Cosí le cose s'erano raccomodate o bene o male per tutti; ma il mondo non era solamente Fratta, e fuori di là i romori i guai le minacce di guerre e di rivoluzioni crescevano sempre. Le novelle di Venezia si chiedevano ansiosamente, si commentavano, si storpiavano, si ingrandivano e formavano poi il tema a burrascose contese dintorno al focolare del castello.
Il Capitano provava, come due e due fanno quattro, che le paure erano esagerate e che la Signoria avvisava saggiamente di ristare dai provvedimenti straordinari, perché i Francesi, anche con ogni buon vento in poppa, avrebbero dovuto impiegare tre anni al passaggio delle Alpi, e altri quattro ad un avanzamento dalla Bormida al Mincio. Numerava le linee di difesa, le forze dei nemici, i capitani, le fortezze; insomma, secondo lui quella guerra o sarebbe finita al di là dei monti, o al di qua sarebbe caduta in retaggio alla generazione seguente. Giulio Del Ponte e qualchedun altro che veniva da Portogruaro non erano di questo parere; secondo loro i vantaggi degli alleati eran ben lungi dall'assicurar completamente la Repubblica contro le esorbitanze dei Francesi, e questi di lí a due, di lí a tre mesi poteva benissimo darsi che avessero già invasi gli Stati di terraferma, e lo stesso Friuli. Il Conte e Monsignore rabbrividivano di queste previsioni; e toccava poi a me distruggere i cattivi effetti di tante soverchie e precoci paure.

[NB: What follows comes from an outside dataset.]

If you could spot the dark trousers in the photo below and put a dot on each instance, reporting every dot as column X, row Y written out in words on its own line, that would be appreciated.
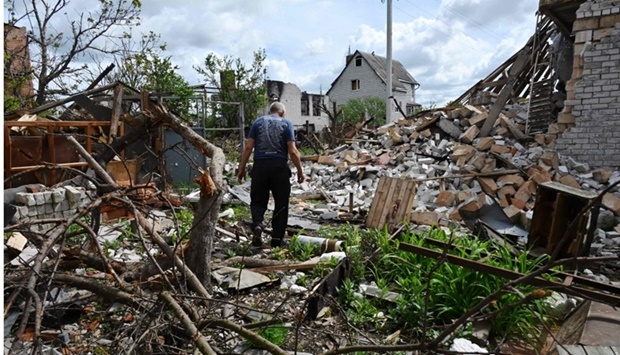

Cosí barcheggiando si venne alla primavera del '95. La Repubblica di Venezia avea già riconosciuto solennemente il nuovo governo democratico di Francia; il suo rappresentante Alvise Querini aveva fatto al Direttorio la sua chiacchierata, e a saldare la recente amicizia s'era anzi dato lo sfratto da Verona al Conte di Provenza.